Vítor Palmela Fidalgo, especialista em propriedade intelectual, refere que a patente de uma vacina contra a Covid-19 será “mais interessante para Estados do que para os privados”.

O tema do desenvolvimento da vacina para a covid-19 está na ordem do dia, com vários países a oferecer milhões a gigantes da indústria farmacêutica. Vítor Palmela Fidalgo, especialista em propriedade intelectual da Inventa International, aponta que, nesta ‘corrida’, os direitos da propriedade intelectual podem mesmo ser transformados numa arma política.

Como é que é possível explicar o conceito de propriedade intelectual de forma simples?

A propriedade intelectual é um conceito que abrange todas as criações do intelecto humano. Podemos categorizá-las em duas subáreas, nomeadamente, os direitos de autor e direitos conexos, que têm como objeto paradigmático as obras literárias e artísticas e, ainda, os direitos de propriedade industrial, que incluem, por exemplo, as patentes, os desenhos ou modelos industriais, as marcas ou os segredos de negócio. Se fizermos um paralelo com a propriedade dita corpórea, a propriedade intelectual não existe por si, pois não é apreensível aos sentidos. Ela apenas é apreensível ao intelecto humano, e por isso se diz que recai sobre bens imateriais.

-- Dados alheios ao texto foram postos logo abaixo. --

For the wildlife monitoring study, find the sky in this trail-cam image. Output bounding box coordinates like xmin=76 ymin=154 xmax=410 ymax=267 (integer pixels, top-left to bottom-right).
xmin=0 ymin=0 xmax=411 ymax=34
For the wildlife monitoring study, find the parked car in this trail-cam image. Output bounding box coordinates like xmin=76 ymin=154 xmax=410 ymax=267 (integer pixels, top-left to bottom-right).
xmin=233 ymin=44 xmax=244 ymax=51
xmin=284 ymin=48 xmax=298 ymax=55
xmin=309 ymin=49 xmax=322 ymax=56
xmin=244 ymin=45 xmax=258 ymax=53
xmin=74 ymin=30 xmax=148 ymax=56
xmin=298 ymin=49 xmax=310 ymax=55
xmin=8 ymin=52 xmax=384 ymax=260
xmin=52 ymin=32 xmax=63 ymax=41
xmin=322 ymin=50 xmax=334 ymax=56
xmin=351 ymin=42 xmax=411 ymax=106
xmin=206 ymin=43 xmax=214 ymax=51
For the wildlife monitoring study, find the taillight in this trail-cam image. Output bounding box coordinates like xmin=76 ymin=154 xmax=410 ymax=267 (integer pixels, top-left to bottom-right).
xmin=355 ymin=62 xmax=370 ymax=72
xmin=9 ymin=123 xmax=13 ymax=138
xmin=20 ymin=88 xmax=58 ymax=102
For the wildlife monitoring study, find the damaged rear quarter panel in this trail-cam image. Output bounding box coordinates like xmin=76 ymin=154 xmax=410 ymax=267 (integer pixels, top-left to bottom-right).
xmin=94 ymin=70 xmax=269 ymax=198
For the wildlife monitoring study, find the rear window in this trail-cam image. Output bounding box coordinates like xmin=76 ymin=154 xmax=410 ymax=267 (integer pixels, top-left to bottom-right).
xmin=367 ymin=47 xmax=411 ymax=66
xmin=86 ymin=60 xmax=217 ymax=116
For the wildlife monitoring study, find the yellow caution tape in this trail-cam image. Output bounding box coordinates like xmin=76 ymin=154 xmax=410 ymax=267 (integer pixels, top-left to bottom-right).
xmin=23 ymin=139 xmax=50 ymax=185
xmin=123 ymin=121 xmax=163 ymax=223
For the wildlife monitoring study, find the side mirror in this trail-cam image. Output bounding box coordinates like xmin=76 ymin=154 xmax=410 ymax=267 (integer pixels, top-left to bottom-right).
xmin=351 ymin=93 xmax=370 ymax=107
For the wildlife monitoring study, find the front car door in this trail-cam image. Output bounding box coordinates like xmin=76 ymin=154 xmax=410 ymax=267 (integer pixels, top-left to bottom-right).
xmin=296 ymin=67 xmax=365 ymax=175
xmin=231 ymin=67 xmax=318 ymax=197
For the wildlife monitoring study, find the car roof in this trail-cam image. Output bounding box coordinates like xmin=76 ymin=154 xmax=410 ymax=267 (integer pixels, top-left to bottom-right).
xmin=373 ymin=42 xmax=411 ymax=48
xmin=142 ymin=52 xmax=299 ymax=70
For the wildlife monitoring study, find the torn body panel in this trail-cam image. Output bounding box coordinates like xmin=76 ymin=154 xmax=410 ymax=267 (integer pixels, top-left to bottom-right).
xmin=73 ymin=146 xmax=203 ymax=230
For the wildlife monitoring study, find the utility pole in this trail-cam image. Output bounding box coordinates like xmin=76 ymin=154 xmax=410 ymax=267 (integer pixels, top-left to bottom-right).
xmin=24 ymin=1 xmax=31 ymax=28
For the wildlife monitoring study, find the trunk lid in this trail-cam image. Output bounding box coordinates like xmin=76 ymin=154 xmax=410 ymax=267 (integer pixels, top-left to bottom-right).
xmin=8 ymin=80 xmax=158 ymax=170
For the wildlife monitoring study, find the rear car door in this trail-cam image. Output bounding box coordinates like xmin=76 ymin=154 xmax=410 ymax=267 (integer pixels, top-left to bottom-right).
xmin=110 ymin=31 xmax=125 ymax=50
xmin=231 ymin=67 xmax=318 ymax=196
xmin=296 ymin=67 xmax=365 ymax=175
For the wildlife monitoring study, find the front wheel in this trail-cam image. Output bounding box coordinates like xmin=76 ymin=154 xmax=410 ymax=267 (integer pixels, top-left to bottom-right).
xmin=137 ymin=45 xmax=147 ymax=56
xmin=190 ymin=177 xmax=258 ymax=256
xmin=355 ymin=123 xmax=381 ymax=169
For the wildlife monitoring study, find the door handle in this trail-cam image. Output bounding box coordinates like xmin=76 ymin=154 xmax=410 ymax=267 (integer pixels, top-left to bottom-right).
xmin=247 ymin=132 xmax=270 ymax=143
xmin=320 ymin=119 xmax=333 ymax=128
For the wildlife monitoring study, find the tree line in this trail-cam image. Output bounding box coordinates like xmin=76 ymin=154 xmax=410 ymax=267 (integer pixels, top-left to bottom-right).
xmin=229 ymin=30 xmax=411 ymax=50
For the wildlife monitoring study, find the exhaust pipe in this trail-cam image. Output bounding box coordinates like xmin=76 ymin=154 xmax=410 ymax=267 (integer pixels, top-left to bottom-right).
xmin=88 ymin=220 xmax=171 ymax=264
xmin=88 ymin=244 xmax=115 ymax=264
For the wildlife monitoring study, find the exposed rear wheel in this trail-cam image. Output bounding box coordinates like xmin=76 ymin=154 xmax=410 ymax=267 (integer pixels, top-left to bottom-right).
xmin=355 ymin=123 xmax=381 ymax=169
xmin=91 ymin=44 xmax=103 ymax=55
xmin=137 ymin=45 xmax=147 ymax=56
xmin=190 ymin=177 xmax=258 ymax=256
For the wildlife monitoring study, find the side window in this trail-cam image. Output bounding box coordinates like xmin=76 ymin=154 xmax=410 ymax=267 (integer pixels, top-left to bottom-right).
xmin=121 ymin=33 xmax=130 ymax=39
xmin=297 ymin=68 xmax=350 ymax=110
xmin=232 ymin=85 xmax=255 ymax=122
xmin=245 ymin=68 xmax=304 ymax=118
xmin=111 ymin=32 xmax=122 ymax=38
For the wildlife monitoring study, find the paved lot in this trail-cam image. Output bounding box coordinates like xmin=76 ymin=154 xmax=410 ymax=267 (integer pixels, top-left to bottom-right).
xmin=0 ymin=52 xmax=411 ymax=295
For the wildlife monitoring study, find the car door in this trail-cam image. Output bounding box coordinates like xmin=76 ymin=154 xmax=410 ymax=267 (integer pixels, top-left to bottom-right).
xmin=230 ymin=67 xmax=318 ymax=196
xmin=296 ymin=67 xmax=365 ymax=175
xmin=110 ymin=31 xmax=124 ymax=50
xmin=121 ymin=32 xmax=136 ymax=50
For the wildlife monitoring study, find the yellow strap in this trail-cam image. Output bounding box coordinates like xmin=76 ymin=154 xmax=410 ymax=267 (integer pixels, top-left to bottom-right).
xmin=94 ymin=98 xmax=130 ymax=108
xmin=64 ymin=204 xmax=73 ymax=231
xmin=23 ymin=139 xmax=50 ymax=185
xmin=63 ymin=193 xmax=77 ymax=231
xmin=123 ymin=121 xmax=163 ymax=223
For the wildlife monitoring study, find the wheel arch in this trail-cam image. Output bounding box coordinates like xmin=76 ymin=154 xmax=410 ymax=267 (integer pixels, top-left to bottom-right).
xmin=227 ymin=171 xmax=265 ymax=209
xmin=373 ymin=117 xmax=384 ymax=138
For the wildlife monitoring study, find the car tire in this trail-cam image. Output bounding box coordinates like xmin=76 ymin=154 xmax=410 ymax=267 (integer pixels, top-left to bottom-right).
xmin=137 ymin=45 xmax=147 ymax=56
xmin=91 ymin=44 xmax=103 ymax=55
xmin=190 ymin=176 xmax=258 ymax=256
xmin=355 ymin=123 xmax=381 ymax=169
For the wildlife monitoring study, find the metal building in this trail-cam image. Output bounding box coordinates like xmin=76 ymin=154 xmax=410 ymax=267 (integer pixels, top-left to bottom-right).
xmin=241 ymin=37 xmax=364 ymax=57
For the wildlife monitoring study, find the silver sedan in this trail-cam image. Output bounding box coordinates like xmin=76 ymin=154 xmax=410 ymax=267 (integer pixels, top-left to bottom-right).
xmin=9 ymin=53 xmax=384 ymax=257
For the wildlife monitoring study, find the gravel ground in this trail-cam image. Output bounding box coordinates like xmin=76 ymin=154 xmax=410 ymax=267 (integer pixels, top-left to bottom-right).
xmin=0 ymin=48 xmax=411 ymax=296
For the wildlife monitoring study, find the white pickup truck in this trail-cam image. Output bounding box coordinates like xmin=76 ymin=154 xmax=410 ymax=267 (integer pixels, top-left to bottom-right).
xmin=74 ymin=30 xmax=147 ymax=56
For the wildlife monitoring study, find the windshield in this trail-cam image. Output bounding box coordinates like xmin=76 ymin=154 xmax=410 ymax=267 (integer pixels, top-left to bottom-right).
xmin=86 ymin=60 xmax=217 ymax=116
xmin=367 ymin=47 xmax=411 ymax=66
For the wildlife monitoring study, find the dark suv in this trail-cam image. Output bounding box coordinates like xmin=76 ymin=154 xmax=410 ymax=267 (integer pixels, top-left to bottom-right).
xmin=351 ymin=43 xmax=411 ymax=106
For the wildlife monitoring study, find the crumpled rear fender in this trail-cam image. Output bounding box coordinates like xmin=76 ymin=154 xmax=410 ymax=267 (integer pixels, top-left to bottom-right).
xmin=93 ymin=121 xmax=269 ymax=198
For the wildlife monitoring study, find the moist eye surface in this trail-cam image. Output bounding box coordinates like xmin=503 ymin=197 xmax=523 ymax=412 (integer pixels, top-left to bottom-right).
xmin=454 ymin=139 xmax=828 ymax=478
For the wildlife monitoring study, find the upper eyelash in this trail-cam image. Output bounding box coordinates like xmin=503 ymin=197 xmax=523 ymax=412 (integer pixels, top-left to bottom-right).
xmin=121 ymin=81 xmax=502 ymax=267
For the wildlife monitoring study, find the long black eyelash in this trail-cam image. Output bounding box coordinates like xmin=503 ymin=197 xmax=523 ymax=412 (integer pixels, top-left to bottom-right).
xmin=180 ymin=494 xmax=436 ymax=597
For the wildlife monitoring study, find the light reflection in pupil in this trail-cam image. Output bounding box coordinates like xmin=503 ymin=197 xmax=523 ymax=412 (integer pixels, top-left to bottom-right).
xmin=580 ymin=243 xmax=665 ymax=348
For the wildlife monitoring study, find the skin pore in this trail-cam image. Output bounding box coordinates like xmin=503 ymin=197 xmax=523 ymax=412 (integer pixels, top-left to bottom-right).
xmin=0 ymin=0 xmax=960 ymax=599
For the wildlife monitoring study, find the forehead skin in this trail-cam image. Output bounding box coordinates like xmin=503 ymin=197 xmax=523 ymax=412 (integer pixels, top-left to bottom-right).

A propriedade intelectual traduz a ideia de economia do conhecimento. Permite transformar o conhecimento num bem privado, que consiste no monopólio de exploração que é concedido. Este monopólio, ainda que habitualmente temporário, é necessário, pois permite retribuir o inventor e estimular a inventividade. É este círculo virtuoso que permite às sociedades avançarem tecnologicamente.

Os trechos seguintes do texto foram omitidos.